Blessed John Haile, martyred under Henry VIII on May 4, 1535, was solemnly beatified by Pope Leo XIII on December 29, 1886. He had long been a priest having, it is stated, been nominated parish priest of Chelmsford as far back as 1492. Thirty-one years later he was presented to the parish of Isleworth, then called Thistleworth, in Middlesex, on August 13, 1521. When Henry VIII openly took his mistress Anne Boleyn as his legal wife, and had her crowned queen, John Haile -- he is sometimes called Hale or Hall -- spoke his mind on the matter in no measured terms to his companions. But in those days of tyranny few confidants could be trusted. Even professed friends were often private enemies and paid spies. In some way the knowledge of the old parish priest's indignation reached government circles, and he was marked down to form one of the first band of priests and religious with whom Henry determined to make a bloody example to the whole realm.

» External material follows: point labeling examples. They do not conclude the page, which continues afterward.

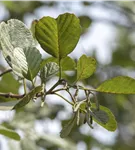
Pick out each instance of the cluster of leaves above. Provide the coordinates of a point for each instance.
(58, 37)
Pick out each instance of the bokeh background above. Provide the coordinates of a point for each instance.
(108, 35)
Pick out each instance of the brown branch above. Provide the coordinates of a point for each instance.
(11, 95)
(7, 71)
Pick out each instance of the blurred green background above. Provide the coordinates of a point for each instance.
(108, 34)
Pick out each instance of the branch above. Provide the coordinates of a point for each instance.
(11, 95)
(7, 71)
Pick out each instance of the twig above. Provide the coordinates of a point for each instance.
(11, 95)
(7, 71)
(64, 98)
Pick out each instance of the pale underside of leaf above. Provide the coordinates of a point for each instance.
(19, 50)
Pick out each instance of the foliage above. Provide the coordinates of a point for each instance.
(58, 37)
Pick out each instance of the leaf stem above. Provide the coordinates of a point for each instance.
(5, 72)
(53, 87)
(24, 85)
(64, 98)
(60, 69)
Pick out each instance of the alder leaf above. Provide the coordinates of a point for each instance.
(118, 85)
(67, 63)
(58, 37)
(86, 66)
(49, 70)
(18, 48)
(109, 122)
(68, 127)
(9, 133)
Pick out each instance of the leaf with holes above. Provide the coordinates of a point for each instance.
(59, 36)
(86, 66)
(118, 85)
(67, 63)
(18, 48)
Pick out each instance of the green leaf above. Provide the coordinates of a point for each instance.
(8, 84)
(118, 85)
(68, 127)
(85, 22)
(26, 99)
(49, 70)
(59, 36)
(86, 66)
(18, 48)
(109, 122)
(9, 133)
(67, 63)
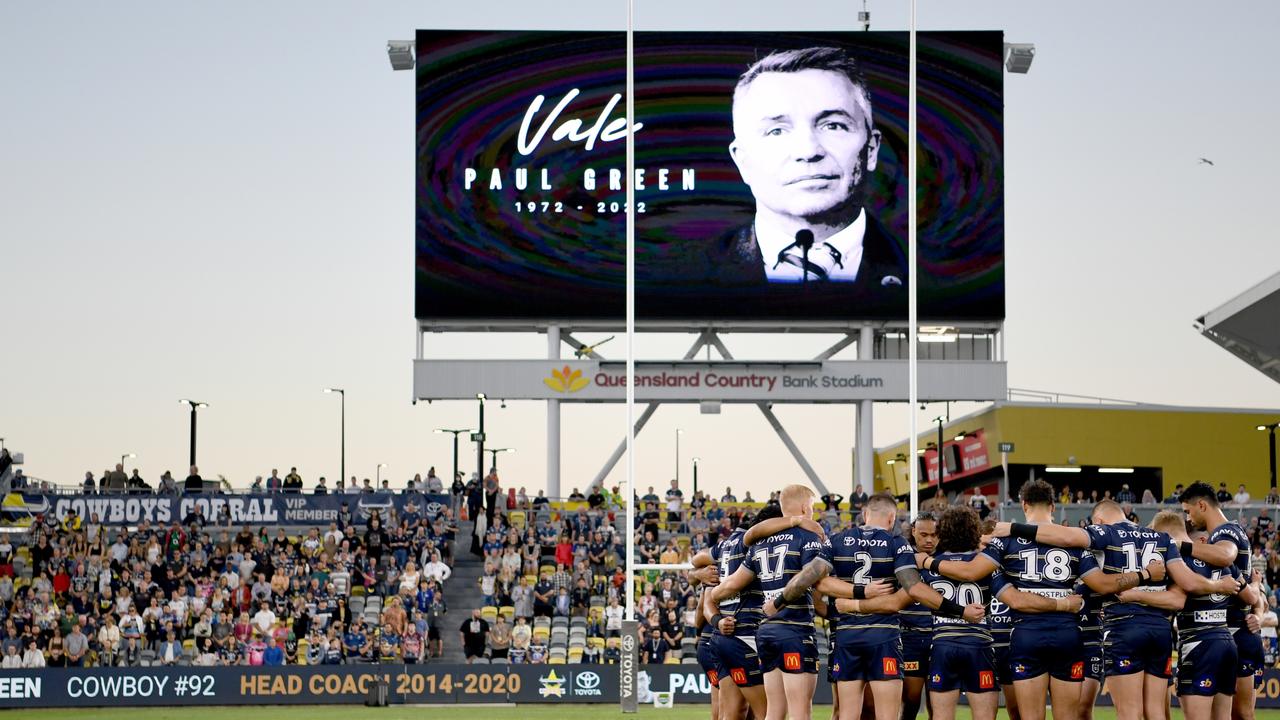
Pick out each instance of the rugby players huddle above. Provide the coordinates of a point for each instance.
(1033, 610)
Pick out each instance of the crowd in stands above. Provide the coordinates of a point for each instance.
(74, 592)
(373, 589)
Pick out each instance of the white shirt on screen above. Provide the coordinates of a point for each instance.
(848, 242)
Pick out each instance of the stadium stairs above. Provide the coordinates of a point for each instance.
(461, 595)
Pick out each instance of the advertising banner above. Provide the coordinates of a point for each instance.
(965, 456)
(266, 509)
(769, 177)
(348, 684)
(592, 381)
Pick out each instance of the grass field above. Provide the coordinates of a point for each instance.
(443, 712)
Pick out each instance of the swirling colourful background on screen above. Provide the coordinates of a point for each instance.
(480, 256)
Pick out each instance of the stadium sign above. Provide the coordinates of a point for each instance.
(593, 381)
(350, 684)
(265, 509)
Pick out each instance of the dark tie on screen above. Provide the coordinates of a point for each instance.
(791, 255)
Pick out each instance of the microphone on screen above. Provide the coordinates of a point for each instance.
(804, 241)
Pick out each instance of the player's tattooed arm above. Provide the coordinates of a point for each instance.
(814, 570)
(1171, 600)
(1112, 583)
(1193, 583)
(837, 588)
(883, 605)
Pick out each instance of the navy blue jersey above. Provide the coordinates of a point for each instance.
(744, 606)
(1205, 614)
(1037, 568)
(1235, 610)
(1127, 547)
(776, 559)
(860, 556)
(1089, 618)
(1000, 623)
(956, 629)
(917, 618)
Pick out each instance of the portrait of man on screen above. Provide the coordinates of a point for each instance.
(805, 144)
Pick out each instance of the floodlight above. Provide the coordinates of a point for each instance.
(1018, 57)
(401, 53)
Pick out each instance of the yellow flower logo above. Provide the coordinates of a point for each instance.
(566, 379)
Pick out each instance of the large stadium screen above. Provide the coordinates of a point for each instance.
(769, 176)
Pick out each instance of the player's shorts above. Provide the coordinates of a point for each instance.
(865, 661)
(707, 660)
(1137, 646)
(915, 654)
(1004, 673)
(1206, 666)
(1249, 655)
(790, 648)
(1040, 648)
(969, 668)
(1093, 660)
(736, 660)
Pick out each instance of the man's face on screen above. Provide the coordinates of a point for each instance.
(801, 142)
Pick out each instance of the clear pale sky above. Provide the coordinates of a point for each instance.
(215, 200)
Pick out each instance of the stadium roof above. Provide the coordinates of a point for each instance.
(1248, 326)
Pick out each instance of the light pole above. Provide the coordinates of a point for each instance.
(942, 466)
(494, 455)
(195, 405)
(1271, 438)
(479, 440)
(342, 395)
(679, 432)
(456, 433)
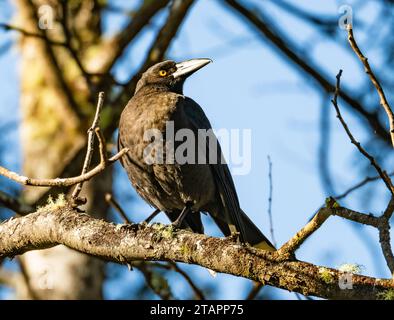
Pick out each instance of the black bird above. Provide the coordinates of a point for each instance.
(184, 190)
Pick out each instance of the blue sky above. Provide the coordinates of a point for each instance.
(250, 86)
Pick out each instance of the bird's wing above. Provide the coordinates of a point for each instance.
(224, 183)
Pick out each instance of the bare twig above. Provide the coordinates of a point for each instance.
(384, 235)
(381, 223)
(359, 185)
(374, 80)
(62, 182)
(383, 174)
(69, 45)
(270, 31)
(15, 205)
(270, 202)
(298, 239)
(89, 150)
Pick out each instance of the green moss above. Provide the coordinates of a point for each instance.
(185, 250)
(54, 204)
(164, 231)
(326, 275)
(386, 295)
(351, 268)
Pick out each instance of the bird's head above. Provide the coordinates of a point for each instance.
(170, 75)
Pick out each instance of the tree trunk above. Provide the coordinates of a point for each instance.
(51, 132)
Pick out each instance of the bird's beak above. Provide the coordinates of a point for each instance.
(188, 67)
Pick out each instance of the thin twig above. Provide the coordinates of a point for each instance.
(62, 182)
(15, 205)
(90, 145)
(374, 80)
(383, 174)
(69, 45)
(384, 235)
(359, 185)
(298, 239)
(270, 201)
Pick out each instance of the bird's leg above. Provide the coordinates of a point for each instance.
(152, 215)
(177, 223)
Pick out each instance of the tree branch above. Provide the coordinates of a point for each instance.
(55, 225)
(374, 80)
(270, 32)
(89, 150)
(383, 174)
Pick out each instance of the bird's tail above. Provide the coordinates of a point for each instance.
(249, 232)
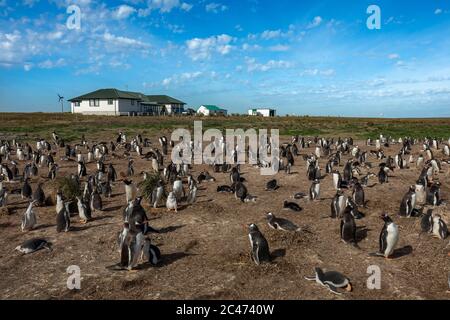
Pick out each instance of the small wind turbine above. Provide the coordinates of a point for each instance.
(61, 100)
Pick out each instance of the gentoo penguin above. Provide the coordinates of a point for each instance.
(96, 201)
(434, 194)
(33, 245)
(272, 185)
(240, 191)
(331, 279)
(337, 180)
(26, 191)
(382, 174)
(83, 210)
(348, 228)
(259, 246)
(81, 169)
(151, 253)
(63, 219)
(280, 223)
(29, 218)
(440, 229)
(157, 193)
(358, 194)
(314, 190)
(178, 189)
(224, 189)
(130, 190)
(338, 204)
(171, 202)
(39, 195)
(291, 206)
(388, 237)
(408, 203)
(192, 195)
(426, 222)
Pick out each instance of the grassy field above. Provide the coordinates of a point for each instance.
(28, 126)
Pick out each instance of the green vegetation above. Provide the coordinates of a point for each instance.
(30, 126)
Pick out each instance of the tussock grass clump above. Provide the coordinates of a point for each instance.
(69, 188)
(149, 184)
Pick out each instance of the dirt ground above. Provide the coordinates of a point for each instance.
(206, 251)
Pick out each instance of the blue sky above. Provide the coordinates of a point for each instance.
(302, 57)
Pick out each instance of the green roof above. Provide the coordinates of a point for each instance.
(212, 108)
(118, 94)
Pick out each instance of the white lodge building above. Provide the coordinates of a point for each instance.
(113, 102)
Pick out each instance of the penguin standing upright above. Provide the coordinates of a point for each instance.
(63, 219)
(259, 246)
(314, 190)
(358, 194)
(26, 191)
(130, 190)
(408, 203)
(348, 228)
(440, 229)
(389, 236)
(29, 218)
(39, 195)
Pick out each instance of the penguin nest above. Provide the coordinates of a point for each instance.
(69, 188)
(148, 185)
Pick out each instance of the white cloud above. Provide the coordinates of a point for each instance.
(123, 12)
(279, 48)
(315, 23)
(202, 49)
(252, 65)
(393, 56)
(215, 7)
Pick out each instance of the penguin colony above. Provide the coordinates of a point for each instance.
(348, 168)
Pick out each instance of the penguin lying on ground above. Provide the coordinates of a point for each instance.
(33, 245)
(331, 279)
(291, 206)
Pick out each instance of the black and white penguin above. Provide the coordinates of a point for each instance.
(408, 203)
(287, 205)
(389, 236)
(358, 194)
(63, 219)
(26, 191)
(33, 245)
(440, 229)
(331, 279)
(240, 191)
(338, 204)
(259, 246)
(280, 223)
(84, 210)
(426, 222)
(224, 189)
(434, 194)
(314, 190)
(272, 185)
(29, 218)
(171, 202)
(81, 169)
(348, 228)
(96, 201)
(39, 195)
(151, 253)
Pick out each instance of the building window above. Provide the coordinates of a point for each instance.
(94, 102)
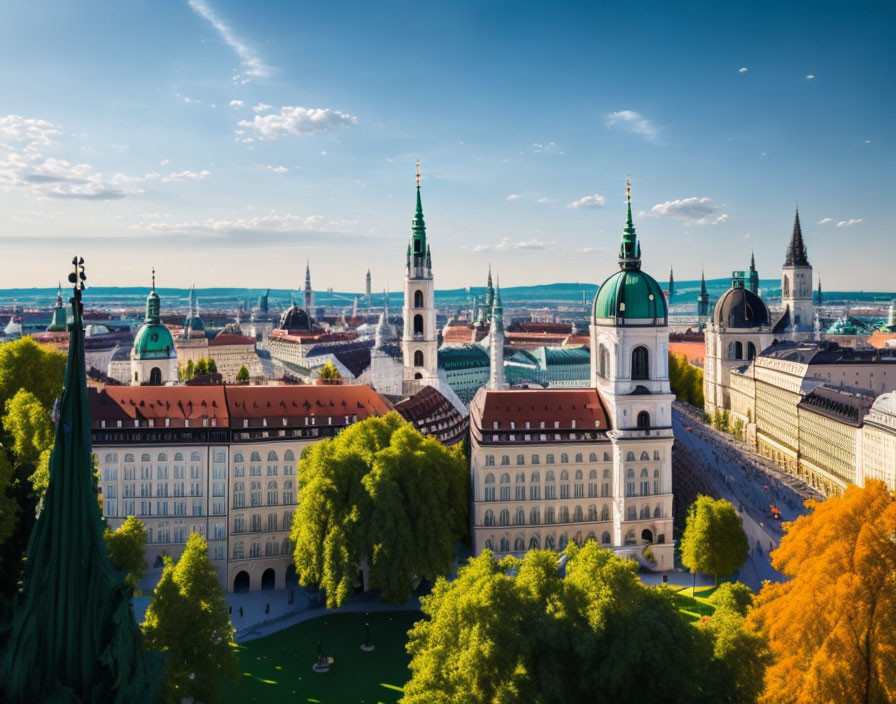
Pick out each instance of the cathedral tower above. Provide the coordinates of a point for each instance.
(418, 341)
(796, 281)
(496, 344)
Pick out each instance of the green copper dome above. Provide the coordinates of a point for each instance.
(153, 339)
(630, 294)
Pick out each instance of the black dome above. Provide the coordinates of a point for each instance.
(740, 308)
(295, 319)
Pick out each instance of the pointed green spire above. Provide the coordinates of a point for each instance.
(630, 249)
(73, 636)
(418, 226)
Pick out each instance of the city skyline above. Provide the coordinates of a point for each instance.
(207, 126)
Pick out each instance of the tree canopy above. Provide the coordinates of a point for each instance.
(685, 380)
(714, 540)
(188, 619)
(380, 498)
(127, 549)
(832, 624)
(516, 631)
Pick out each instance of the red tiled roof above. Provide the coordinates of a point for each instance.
(274, 403)
(232, 405)
(579, 409)
(228, 339)
(150, 403)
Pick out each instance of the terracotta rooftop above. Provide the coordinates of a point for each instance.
(230, 339)
(557, 409)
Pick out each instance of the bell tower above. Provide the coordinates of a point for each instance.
(419, 341)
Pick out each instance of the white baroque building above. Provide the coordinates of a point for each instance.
(553, 465)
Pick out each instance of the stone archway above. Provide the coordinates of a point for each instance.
(241, 582)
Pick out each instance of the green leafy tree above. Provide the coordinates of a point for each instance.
(714, 540)
(24, 364)
(516, 631)
(368, 500)
(188, 619)
(127, 547)
(329, 373)
(27, 421)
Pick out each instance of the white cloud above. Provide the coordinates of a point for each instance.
(186, 176)
(593, 201)
(14, 128)
(294, 121)
(253, 66)
(506, 244)
(633, 122)
(694, 210)
(273, 222)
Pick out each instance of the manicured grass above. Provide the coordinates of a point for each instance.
(694, 606)
(278, 668)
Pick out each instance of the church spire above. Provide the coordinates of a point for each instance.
(73, 636)
(796, 251)
(630, 249)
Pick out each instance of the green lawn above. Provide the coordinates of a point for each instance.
(278, 668)
(694, 607)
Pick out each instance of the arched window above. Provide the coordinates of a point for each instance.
(603, 357)
(639, 363)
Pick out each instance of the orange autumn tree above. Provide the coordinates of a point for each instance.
(832, 625)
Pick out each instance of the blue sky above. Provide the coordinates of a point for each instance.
(226, 142)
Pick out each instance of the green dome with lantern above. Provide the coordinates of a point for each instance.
(153, 339)
(630, 296)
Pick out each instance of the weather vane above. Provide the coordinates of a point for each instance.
(77, 279)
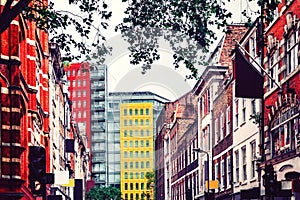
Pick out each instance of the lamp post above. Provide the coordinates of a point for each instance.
(198, 150)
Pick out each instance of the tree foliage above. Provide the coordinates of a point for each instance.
(104, 193)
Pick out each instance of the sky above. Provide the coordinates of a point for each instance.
(162, 79)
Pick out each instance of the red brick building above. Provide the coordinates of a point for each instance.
(282, 105)
(24, 103)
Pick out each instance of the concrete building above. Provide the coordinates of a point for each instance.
(176, 163)
(130, 140)
(205, 90)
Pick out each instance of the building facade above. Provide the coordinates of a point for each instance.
(177, 135)
(130, 141)
(281, 60)
(24, 103)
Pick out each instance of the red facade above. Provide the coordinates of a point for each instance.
(24, 103)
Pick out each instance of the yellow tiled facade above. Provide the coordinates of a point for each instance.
(136, 143)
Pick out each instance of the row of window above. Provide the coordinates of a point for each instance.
(78, 93)
(78, 114)
(137, 196)
(137, 165)
(130, 175)
(223, 122)
(136, 186)
(136, 111)
(137, 133)
(136, 122)
(137, 153)
(136, 144)
(76, 72)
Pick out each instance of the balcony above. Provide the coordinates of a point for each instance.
(98, 117)
(98, 96)
(98, 128)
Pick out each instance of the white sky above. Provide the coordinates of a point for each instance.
(162, 78)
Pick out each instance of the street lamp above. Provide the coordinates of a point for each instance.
(198, 150)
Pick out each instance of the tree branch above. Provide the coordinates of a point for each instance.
(10, 13)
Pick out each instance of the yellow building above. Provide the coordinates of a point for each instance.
(136, 149)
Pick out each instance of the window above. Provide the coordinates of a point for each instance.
(221, 126)
(228, 120)
(253, 106)
(291, 58)
(237, 163)
(217, 131)
(236, 113)
(253, 157)
(222, 174)
(217, 172)
(244, 110)
(228, 172)
(244, 162)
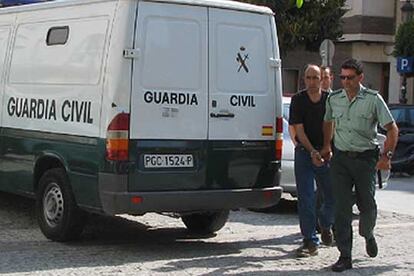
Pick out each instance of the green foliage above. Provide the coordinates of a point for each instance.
(404, 40)
(315, 21)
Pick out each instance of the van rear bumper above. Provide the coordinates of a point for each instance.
(115, 198)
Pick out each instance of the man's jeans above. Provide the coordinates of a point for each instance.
(305, 174)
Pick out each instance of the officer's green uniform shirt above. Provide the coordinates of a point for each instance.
(356, 121)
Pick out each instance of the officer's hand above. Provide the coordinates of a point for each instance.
(383, 163)
(317, 159)
(326, 153)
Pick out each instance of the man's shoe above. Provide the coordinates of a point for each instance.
(306, 250)
(371, 247)
(327, 237)
(342, 264)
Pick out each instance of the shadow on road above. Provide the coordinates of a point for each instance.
(116, 241)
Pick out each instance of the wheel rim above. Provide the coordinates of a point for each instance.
(53, 205)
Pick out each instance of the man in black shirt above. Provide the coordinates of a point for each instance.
(307, 110)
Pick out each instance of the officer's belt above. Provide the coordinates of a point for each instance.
(359, 154)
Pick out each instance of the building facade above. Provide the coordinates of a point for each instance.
(368, 35)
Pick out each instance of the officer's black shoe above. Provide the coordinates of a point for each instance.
(371, 247)
(342, 264)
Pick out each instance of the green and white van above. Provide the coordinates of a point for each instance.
(129, 107)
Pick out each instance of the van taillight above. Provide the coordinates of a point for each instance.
(117, 138)
(279, 138)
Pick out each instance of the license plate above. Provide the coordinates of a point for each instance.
(168, 161)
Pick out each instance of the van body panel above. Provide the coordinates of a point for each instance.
(169, 92)
(65, 76)
(74, 69)
(241, 85)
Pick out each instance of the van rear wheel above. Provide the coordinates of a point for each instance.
(58, 216)
(206, 222)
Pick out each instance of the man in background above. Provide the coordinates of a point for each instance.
(307, 110)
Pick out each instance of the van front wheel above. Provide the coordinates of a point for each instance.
(206, 222)
(58, 216)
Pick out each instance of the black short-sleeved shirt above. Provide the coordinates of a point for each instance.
(304, 111)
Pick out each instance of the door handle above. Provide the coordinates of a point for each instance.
(222, 115)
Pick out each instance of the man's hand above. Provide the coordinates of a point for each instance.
(317, 159)
(326, 153)
(383, 163)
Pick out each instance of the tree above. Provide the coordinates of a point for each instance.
(315, 21)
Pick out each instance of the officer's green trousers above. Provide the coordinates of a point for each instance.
(353, 180)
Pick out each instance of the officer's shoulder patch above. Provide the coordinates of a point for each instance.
(371, 92)
(334, 93)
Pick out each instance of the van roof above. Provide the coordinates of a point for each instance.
(226, 4)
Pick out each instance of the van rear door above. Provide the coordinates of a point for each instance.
(242, 88)
(169, 97)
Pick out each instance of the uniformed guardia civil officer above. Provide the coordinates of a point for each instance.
(351, 119)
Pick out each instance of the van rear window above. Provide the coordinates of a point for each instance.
(57, 35)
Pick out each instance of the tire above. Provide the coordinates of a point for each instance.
(58, 216)
(207, 222)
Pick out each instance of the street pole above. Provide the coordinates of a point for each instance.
(403, 96)
(406, 14)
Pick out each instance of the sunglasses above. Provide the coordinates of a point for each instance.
(347, 77)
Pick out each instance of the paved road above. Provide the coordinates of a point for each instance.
(250, 244)
(398, 196)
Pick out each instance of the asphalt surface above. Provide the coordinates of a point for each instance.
(251, 243)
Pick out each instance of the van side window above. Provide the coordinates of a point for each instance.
(57, 35)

He was accordingly arrested early in 1535 and at the end of April condemned to die a traitor's death in company with four others, namely, three Carthusian priors, Blessed John Houghton of London, Blessed Augustine Webster of Axholme in Lincolnshire, and Blessed Robert Lawrence of Beauvale in Nottinghamshire, and the Bridgettine monk of Sion, Blessed Richard Reynolds. These glorious protomartyrs of the English persecutions, were dragged on hurdles to Tyburn Tree and put to death with all the abominable atrocities which attended the English legal punishment of treason.
It was thus that the parish clergy supplied the most venerable of these five martyrs in the person of Blessed John Haile who must have been in his seventieth year or more.